Delivering the summit’s keynote address, Mr. Andrés emphasized the need for chefs and foodies to become “agents of change” in the way Americans talk about and consume food. Food has become a political issue, he said, but it should be a bipartisan one.
“The right and the left should be united always to make sure that every child in America has a plate of food every day of their lives,” Mr. Andrés said.
He also stressed the centrality of immigration policy to food systems in the United States.
“Senators on the Hill are eating salads picked by undocumented immigrants, yet they remain ghosts in the system,” Mr. Andrés said.
At a panel on the future of the Farm Bill, Rep. Chellie Pingree (D-Maine) said the legislative future of food policy was unclear. It may hang in the balance as Congress prepares to reexamine the multibillion-dollar bill, which covers issues from the food stamp program to commodity crop insurance and subsidies and school meals.
“This is an unusual and somewhat chaotic time in Washington,” said Ms. Pingree, herself a former organic farmer. “It could be the foggiest crystal ball I’ve ever looked into.”
Issues apparently only tangentially related to farming must also be considered within the scope of the Farm Bill, Ms. Pingree said. Rural broadband access, for instance, could determine whether food stamp recipients could use their benefits at rural farmers’ markets. And support for renewable energy is integral to farmers, many of whom not only use sustainable power to reduce their energy costs but also may use their land to harvest wind and solar energy.

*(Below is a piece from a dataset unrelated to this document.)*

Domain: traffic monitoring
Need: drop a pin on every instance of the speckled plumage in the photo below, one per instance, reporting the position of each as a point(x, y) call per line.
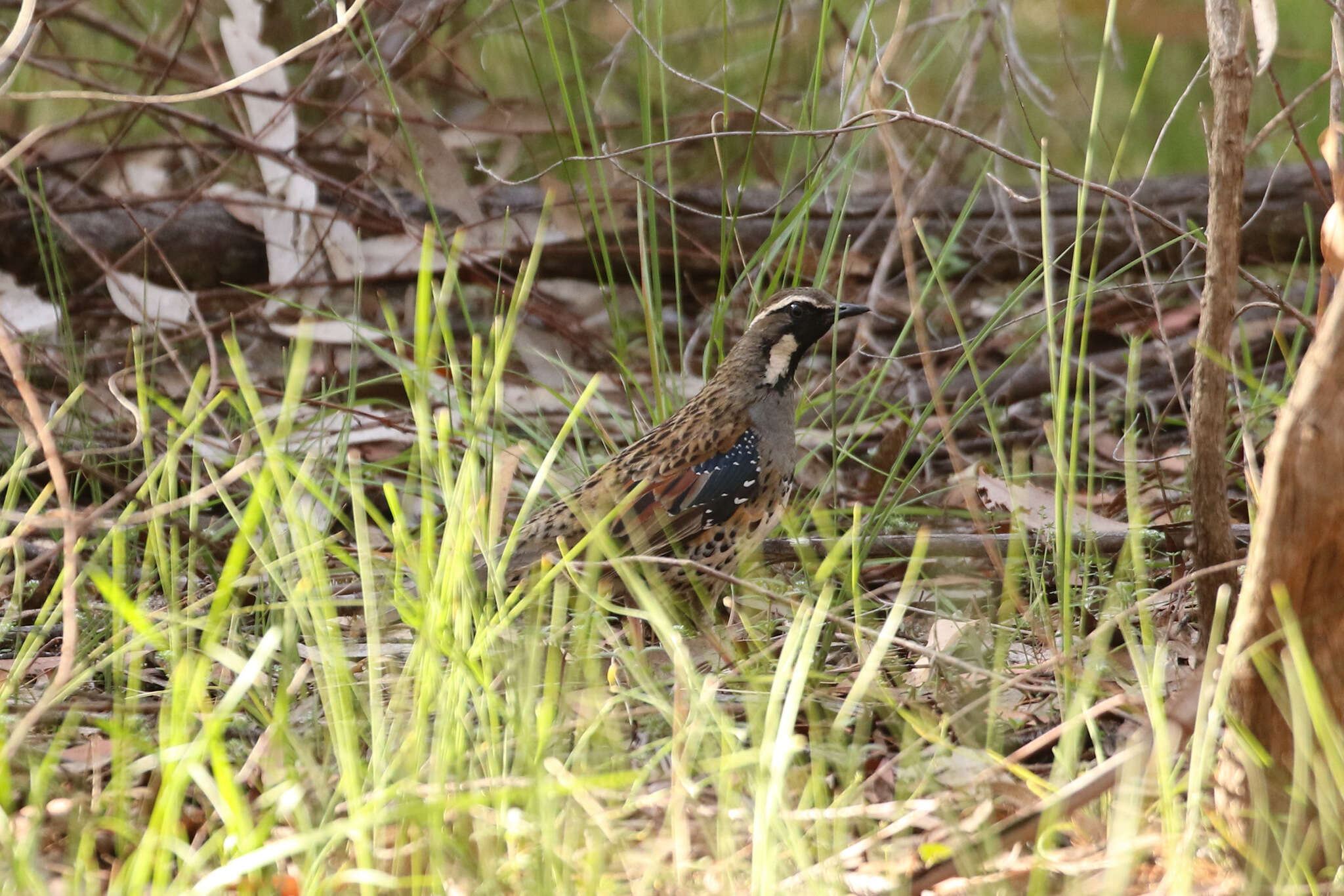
point(711, 481)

Kathleen Merrigan, executive director of sustainability at GW, said a “big tent” approach would be necessary to pass the omnibus bill by next year’s due date.
“It is going to have to be that the farmers and ranchers want it, the hunger community and nutrition assistance community want it, the people who are in this bubbling-up energetic world of urban farming want it—a lot of people are going to have to come together,” she said.